Zoom in more: If we made the entire frame red, then drew a green circle over your face, the green circle would only fill up 8% of the frame. If the face is the most important element, why is it given such a low percentage of the frame? This is the Occam’s Razor approach to composition… the important things should be given a higher percentage of the frame. It’s hard to hold viewer attention when literally 92% of the frame has nothing of interest to them. I realize you need some buffer for overlay graphics (which could all be done on a single side rather than both), and it’s true that nobody wants Nasal Cam to fill 100% of the screen. But in your case, I think a significant amount of zoom to make your face larger would go a long way, especially for cell phone viewers. If the phone is held in portrait mode and your video is shrunk to the top half of the screen, your face will be shrunk to around one centimeter wide with tons of buffer on the sides doing nothing. That’s too small of a face to hold viewer attention.
That’s all that stood out to me. None of those things prevented me from enjoying the video, so they aren’t complaints. They’re just ideas to hopefully make a good thing even better.
From a content perspective, the video is great!

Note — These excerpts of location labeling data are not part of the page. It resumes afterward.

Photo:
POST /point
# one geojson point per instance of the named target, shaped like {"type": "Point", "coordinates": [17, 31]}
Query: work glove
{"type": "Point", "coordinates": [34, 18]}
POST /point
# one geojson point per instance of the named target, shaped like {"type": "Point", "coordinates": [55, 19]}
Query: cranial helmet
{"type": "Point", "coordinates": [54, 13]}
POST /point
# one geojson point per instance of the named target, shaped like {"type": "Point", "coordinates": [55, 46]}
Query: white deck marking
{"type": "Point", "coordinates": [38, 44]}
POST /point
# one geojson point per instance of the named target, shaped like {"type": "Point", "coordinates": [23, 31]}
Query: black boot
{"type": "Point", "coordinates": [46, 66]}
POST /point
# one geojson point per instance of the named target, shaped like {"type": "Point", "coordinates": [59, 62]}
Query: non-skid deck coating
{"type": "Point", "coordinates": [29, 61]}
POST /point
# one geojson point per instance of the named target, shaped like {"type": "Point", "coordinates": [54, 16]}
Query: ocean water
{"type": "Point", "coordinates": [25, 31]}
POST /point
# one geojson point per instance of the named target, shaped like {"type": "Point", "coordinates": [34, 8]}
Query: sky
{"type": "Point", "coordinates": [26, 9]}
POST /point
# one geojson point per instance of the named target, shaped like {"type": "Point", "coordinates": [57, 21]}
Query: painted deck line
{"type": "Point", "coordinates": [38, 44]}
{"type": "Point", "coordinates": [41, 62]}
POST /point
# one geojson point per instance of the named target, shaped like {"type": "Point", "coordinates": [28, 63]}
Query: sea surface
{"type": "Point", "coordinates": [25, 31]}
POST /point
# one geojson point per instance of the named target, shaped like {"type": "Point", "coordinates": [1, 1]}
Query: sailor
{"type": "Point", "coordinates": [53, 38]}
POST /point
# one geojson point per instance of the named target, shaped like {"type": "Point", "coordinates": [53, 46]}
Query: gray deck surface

Talking head videos are always one of the hardest videos to make because it’s just one person talking into the camera. The trick is to avoid for it to be monotonous and keep the audience’s attention. So after a few minutes, it’s important to have a visual change of pace. Many bloggers solve this by changing the magnification, so that it’s zoomed in more. You can also film the different languages in different rooms or sometimes outside. A change of camera angle every 2 minutes is another. You can also change the background. Anything to visually to keep an audience’s attention especially in this age’s low attention span.
You have lots of opportunities to change the pace visually when you switch languages. Change shirts, hats, lighting, rooms. The possibilities are endless.